6     À mon avis, les longs retards mis dans le paiement de la rémunération permettent à eux seuls de conclure que les modalités d'emploi de Mme Camilleri n'étaient pas à peu près semblables à des modalités dont auraient convenu des personnes n'ayant aucun lien de dépendance. Dans sa réplique, le ministre résume la question des dates auxquelles les chèques ont été émis pour les périodes de paie. Il fait état d'une tendance constante à émettre les chèques en retard. Certains de ces retards étaient courts, mais nombre d'entre eux s'étalaient sur des mois. Ainsi, les chèques de paie pour la période de février à juillet 2003 n'ont été émis qu'au mois d'août, tandis que les chèques de paie pour la période d'août à décembre 2003 n'ont été émis qu'en décembre. Les retards se sont poursuivis tout au long de la période pertinente, bien qu'avec le temps, ils aient été plus courts.

7     Mme Camilleri a expliqué, en ce qui concerne les retards, que l'entreprise éprouvait des problèmes de trésorerie et qu'elle-même arrivait difficilement à travailler avec le système de comptabilité dont son père n'avait pas eu le temps de s'occuper en raison de son calendrier chargé. À mon avis, des employés sans lien de dépendance ne travailleraient pas, de manière générale, dans de telles circonstances. Mme Camilleri a produit des éléments de preuve visant à établir que d'autres employés avaient dû patienter avant de toucher leur paie en raison de l'insuffisance de fonds. Toutefois, ces retards n'étaient pas courants et ne s'étalaient pas sur de longues périodes. À mon avis, les retards dans le cas de Mme Camilleri excèdent ce que la plupart des employés toléreraient.

 

[17]         Dans l’affaire Camilleri, certains éléments de preuve montraient que d’autres employés avaient dû patienter avant de toucher leur paie en raison de l’insuffisance de fonds.

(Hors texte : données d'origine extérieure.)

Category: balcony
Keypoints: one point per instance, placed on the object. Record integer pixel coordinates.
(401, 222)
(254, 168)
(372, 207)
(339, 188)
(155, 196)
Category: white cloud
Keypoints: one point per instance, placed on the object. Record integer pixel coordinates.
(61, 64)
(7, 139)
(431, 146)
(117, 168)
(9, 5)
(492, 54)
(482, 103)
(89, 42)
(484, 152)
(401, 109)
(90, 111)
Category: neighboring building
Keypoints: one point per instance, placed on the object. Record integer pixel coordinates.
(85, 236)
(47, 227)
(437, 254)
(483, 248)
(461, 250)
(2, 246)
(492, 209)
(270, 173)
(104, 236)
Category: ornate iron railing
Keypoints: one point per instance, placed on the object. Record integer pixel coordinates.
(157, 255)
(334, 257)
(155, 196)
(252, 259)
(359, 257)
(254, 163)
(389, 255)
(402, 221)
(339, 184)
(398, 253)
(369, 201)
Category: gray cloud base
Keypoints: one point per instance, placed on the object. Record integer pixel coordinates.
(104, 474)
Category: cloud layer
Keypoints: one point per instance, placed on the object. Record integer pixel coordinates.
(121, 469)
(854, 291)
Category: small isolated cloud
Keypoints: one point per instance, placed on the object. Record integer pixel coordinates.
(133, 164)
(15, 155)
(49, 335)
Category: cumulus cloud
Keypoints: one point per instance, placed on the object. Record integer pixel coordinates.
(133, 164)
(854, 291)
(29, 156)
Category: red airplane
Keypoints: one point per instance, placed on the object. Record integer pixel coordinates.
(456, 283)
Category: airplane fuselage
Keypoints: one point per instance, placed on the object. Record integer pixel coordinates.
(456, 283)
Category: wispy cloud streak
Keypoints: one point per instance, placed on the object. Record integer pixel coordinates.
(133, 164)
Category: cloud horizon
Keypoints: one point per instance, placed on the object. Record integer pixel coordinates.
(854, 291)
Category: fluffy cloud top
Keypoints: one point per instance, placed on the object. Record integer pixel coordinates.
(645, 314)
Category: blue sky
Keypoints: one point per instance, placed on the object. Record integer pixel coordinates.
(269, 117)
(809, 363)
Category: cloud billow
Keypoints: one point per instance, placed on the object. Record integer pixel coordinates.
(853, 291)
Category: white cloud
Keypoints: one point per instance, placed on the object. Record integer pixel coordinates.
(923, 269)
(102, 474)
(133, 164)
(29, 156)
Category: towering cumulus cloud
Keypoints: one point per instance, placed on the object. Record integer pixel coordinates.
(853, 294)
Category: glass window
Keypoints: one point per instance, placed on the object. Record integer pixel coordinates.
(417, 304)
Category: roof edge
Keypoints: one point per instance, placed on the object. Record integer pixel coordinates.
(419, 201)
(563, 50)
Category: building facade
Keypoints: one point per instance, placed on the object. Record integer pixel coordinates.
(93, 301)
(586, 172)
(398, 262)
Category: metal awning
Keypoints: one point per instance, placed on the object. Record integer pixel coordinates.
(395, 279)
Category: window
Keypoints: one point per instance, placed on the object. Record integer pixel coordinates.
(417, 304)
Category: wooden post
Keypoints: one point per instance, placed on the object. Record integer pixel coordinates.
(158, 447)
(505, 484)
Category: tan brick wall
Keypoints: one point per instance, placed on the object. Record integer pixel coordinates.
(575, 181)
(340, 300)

Toutefois, le retard de plusieurs mois, dans le cas de Mme Camilleri, était plus long que ce à quoi on s’attendrait en l’absence d’un lien de dépendance.

 

[18]         Si l’employeur fait face à des difficultés financières et n’arrive pas à verser les salaires, il importe peu de savoir s’il existe ou non un lien de dépendance avec l’employé – si l’employeur ne peut pas rémunérer l’employé, celui‑ci devra attendre pour être rémunéré. Dans les régions où le chômage est élevé, les choix sont restreints pour les employés sans lien de dépendance qui cherchent à se trouver un autre emploi; par conséquent, il serait à mon avis raisonnable de s’attendre à ce qu’un employé sans lien de dépendance qui travaille sur une base saisonnière pour un employeur depuis 23 ans soit prêt à attendre quelques semaines pour encaisser son chèque de paie lorsque l’employeur fait face à des difficultés financières en raison de circonstances indépendantes de sa volonté et que l’employé est établi dans une région où le chômage est élevé. Malheureusement, le Cap‑Breton est depuis plusieurs années une région où le chômage est élevé.

 

[19]         Les conditions météorologiques étaient indépendantes de la volonté du payeur et celui‑ci ne pouvait pas savoir, lorsque Helen Williams a été embauchée à l’automne 2005, que l’hiver serait doux. Il n’y a eu ici que quatre chèques pour lesquels le retard était de plus de quatre jours et trois de ces chèques ont été encaissés dans un délai de trois mois. L’intimé a déclaré que le dernier chèque, en date du 21 février 2006, n’avait pas été encaissé et qu’Helen Williams ne pouvait pas expliquer pourquoi il ne l’avait pas été. Il importe de noter qu’Helen Williams a été atteinte d’une grave dépression pendant l’été 2006 et l’encaissement de ce chèque de 336,77 $ n’était probablement pas l’une de ses principales préoccupations à ce moment‑là.

 

[20]         Je ne puis donc pas conclure que le fait que l’on a tardé à encaisser les chèques était suffisant pour qu’il soit possible de conclure qu’Helen Williams et le payeur n’auraient pas conclu entre eux un contrat de travail à peu près semblable s’ils n’avaient pas eu de lien de dépendance.

 

[21]         L’agente des appels a également indiqué qu’il avait été tenu compte du nombre de semaines de travail effectuées par Helen Williams par opposition au nombre de semaines que celle‑ci devait effectuer afin de demander des prestations d’emploi. La preuve indique que cette entreprise n’était exploitée que sur une base saisonnière et qu’Helen Williams avait été licenciée lorsqu’il était devenu évident que les affaires tournaient au ralenti, étant donné la clémence de l’hiver. Rien n’indiquait qu’une personne sans lien de dépendance aurait effectué un moins grand nombre de semaines en pareil cas.

 

[22]         Par conséquent, je ne puis conclure que la décision du ministre semble encore « raisonnable » à la lumière de la preuve qui a été présentée et, par conséquent, l’appel interjeté par Helen Williams en vertu de la Loi est accueilli.

 

          Signé à Halifax (Nouvelle‑Écosse), ce 3e jour de mai 2007.

 

« Wyman W. Webb »

Juge Webb

 

Traduction certifiée conforme

ce 28e jour d’août 2007.

 

Johanne Brassard, trad. a.


RÉFÉRENCE :                                  2007CCI265

 

Nos DES DOSSIERS DE LA COUR : 2006-3844(EI) ET 2006‑1865(EI)

 

INTITULÉ :                                       Helen Williams

                                                          c.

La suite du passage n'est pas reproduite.